Companies do not thrive by sickening or killing their consumers.  Individual companies should compete on the food safety front.  Brands can choose to pay for additional testing and claim the premium in the marketplace.  But additional bureaucratic imposts upon production hamper consumer choice, producer inventiveness…and food safety.

There is no such thing as “zero” in nature, and there is no such thing as “zero risk” in life.  Everything we do every day involves risk, but each risk should be put into perspective.  How does this risk compare to other risks (like traveling on roads!) that I happily take each day?  What are the costs and benefits of eliminating or minimizing the risk?  Who pays for marginal decreases in risk?

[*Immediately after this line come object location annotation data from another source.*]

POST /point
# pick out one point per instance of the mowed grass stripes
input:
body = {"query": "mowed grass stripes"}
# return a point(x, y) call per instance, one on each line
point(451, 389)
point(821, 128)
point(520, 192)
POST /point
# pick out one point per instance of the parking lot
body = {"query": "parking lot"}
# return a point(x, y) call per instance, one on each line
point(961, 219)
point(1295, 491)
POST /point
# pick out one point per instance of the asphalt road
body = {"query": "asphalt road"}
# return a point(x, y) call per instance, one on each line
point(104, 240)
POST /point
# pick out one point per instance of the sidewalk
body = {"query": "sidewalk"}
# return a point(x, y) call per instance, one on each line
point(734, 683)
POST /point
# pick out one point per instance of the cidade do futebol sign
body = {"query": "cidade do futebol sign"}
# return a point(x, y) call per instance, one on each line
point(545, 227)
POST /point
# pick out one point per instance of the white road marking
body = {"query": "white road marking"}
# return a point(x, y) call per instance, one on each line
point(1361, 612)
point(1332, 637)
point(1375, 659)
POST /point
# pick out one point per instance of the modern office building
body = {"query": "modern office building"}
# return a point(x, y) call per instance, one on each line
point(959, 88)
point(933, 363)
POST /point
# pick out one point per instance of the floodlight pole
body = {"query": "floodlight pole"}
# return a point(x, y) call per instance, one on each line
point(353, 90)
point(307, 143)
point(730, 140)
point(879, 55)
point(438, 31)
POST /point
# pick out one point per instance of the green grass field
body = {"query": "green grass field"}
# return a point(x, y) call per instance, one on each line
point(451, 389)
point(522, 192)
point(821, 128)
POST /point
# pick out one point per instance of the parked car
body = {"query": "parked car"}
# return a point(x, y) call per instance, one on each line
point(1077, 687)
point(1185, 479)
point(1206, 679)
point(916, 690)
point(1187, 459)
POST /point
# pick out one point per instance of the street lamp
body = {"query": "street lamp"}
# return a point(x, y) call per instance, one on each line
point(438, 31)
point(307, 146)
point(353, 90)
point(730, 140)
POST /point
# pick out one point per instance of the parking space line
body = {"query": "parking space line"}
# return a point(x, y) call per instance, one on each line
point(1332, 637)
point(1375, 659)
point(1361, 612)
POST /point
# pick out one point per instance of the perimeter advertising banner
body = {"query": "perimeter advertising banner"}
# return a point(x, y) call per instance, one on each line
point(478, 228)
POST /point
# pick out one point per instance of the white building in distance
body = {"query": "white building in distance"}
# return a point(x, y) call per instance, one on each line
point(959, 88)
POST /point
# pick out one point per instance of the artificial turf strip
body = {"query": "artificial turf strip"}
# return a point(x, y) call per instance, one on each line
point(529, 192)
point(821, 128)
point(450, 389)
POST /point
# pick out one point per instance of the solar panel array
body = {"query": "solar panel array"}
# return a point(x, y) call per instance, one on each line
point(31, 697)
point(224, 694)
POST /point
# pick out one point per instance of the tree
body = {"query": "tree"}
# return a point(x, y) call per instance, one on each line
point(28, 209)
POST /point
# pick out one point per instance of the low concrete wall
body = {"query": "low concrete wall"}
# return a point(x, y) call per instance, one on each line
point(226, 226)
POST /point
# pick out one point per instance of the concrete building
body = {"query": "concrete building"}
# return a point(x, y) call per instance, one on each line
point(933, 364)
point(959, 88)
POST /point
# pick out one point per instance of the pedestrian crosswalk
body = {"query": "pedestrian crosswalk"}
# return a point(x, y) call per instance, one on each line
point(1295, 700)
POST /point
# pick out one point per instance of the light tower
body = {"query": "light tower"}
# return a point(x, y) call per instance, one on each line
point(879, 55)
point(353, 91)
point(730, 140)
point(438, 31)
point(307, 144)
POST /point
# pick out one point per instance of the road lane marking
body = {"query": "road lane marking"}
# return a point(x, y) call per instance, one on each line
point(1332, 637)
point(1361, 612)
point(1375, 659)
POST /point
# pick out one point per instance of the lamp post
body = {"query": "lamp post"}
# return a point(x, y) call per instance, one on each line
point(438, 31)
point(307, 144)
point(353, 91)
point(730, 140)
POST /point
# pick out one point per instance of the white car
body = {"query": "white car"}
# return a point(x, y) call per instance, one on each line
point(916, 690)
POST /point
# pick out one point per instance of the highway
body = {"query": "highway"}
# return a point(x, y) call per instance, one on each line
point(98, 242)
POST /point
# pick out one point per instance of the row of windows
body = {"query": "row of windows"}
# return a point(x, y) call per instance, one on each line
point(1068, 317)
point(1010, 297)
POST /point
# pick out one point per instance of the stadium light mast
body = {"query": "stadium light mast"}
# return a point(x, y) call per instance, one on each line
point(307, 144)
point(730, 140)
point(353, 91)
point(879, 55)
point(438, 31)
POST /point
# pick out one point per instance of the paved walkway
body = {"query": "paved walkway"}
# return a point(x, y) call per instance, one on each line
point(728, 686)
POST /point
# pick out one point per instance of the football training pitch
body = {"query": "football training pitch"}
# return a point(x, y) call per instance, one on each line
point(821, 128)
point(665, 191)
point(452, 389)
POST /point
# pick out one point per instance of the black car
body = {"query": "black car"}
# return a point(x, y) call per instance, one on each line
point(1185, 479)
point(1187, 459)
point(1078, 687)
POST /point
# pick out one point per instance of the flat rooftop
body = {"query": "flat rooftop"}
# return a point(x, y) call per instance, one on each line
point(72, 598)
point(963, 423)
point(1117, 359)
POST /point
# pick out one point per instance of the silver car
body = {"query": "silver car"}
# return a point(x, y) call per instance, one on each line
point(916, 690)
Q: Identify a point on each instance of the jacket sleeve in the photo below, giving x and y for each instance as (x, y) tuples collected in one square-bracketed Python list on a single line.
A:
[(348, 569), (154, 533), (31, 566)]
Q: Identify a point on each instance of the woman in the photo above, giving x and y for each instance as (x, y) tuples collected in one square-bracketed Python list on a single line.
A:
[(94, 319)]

The only way to achieve zero food-borne illnesses from beef consumption is to stop eating beef.  Of course, denying yourself the essential nutrients in beef has its own set of challenges.  The only way to achieve zero food-borne illnesses in general is to stop eating in general.  Of course, denying your body of any food has its own set of challenges.

I personally will happily take the almost non-existent risk of severe illness and choose to eat delicious, nutritious beef.  But I will not pay any price for that meat.  In my own self interest, I hope and pray that the “industry solution” cure for food-borne pathogens isn’t worse than the media-sensationalized disease.